Most contracts, agreements and other documents can now be signed with an electronic signature from the comfort of your computer, tablet, or phone. Electronic signatures allow you to sign, send, and manage the documents online from any device, anytime, or anywhere. E-signatures are beneficial because they can help increase workflow, which directly affects your bottom line. Below is a list of tips and suggestions for e-signatures for business contracts and agreements.
How To Ensure Electronic Signatures are Secure
Digital signatures enable paperless contracts and can speed up business transactions. The 2001 E-Sign Act was meant to ease the adoption of electronic signatures, yet the mechanics of what makes up an e-signature were left deliberately wide open. Years later, there is still widespread mistrust of e-signatures, even though they contain more evidence that a particular person signed a document at a particular time than a traditional pen-and-ink contract does. It’s common for clients to dispute a contract by questioning its original validity.
Such a client could claim that a digital signature fails to comply with the Federal E-Sign Act and run with it all the way to court. The root of most potential legal problems with an electronically signed document relates to the enforceability of that contract. This is one of the reasons why there are so many checkboxes that you accept the terms and agreement when agreeing to services or ordering goods online. A user who checks those boxes will have a difficult time arguing later that they didn’t understand what they were signing. The language of the contract can also be a problem, which is why a lawyer should look over a contract before your company releases it. It’s important to always consult a lawyer if you’re unsure about a contract and how it can affect you or your business.

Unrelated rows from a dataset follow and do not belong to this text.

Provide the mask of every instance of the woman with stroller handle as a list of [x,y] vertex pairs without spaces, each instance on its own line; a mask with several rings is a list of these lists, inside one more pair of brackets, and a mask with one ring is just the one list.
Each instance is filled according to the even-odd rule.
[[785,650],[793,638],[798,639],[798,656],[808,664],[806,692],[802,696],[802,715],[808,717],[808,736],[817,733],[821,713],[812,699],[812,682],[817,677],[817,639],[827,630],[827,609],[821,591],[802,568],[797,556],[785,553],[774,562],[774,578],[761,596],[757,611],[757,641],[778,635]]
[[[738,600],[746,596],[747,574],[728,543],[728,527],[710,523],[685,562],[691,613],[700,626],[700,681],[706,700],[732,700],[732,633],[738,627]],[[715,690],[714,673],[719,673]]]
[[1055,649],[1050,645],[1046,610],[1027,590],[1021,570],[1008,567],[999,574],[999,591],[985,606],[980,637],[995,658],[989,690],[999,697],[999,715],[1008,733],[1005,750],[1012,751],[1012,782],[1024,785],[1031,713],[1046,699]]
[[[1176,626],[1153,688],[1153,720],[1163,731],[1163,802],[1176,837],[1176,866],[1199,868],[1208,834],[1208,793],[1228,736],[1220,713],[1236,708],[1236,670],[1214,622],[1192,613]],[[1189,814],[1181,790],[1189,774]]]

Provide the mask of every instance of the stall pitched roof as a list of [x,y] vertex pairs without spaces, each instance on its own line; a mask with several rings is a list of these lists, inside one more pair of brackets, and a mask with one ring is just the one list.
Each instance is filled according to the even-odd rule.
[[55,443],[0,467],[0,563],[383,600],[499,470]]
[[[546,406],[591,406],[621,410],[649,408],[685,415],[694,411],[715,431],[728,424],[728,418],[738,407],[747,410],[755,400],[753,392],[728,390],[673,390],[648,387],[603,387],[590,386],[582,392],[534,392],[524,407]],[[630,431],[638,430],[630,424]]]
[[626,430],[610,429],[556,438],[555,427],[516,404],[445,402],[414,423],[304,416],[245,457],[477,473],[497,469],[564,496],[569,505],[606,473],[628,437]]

There are three levels of electronic signatures:
Use a picture of your signature on any document, whether it’s a PDF, DOC, DOCX, or another file type. However, perhaps it’d be best to avoid using this tactic for commercial purposes, even though it would be legal if the signing parties could prove their intent with supporting evidence.
Sign one’s name to a document electronically by typing your name in one of the following formats:
For submissions to the Federal court system: /s/Courtney Smith
For submissions to the Patent & Trademark Office: /Courtney Smith/
Both the // and the /s/ methods are considered to be legitimate signatures under the Federal ESign Act, and acceptable enough for the legal industry. This tactic is typically used on lower priority contracts where enforceability is unlikely to be called into question. To keep the consumer disclosure portion of the Act in mind, a line should be added to the contract clearly indicating that the signatories have the option to opt out and sign with a paper signature instead. Use services like DocuSign and Adobe EchoSign. These services follow the letter and intent of the E-Sign Act, even considering international laws in the makeup of their services. These should be the choice for high-value transactions, such as real estate contracts.
With these services, you can sign the document yourself or request signatures from clients and colleagues, and when the document is fully executed, everyone gets a copy delivered right to their inbox. You also have the ability to see your documents progress with status notifications that keep you in the loop throughout. Fill out and sign documents in less than 30 seconds, and you’ll never print, sign, and scan again!
When Not to Use an E-Signature
Although e-signatures are simple and convenient, there are times when a pen-and-ink signature is best to use. Where a deceased person may be involved, such as with a health insurance policy or estate documents, a paper signature is a must since the person isn’t around to be questioned about intent in signing the document. Eviction notices, court orders, foreclosure notices and product recall notices should also contain a signature.
The E-Sign Act states that if a business is required to keep a record of a contract, it must also keep an electronic record. This requirement goes a step further by requiring that all signatories have access to the signed file—and residence on a company server is an unacceptable method of storage. Services like Adobe EchoSign and DocuSign, however, let you keep a copy of the contract online on their servers, which all signatories can access. It’s also wise to consider that signatures can be secure with a complete audit trail of who signed and when. You can also verify the identity of signers with advanced authentication.
Changing Your Habits
If you’re using copied and pasted signatures on digital contracts, stop now. Using e-signature services are overall the safest and reliable way to sign, secure, and share important documents with clients, customers, colleagues, and partners.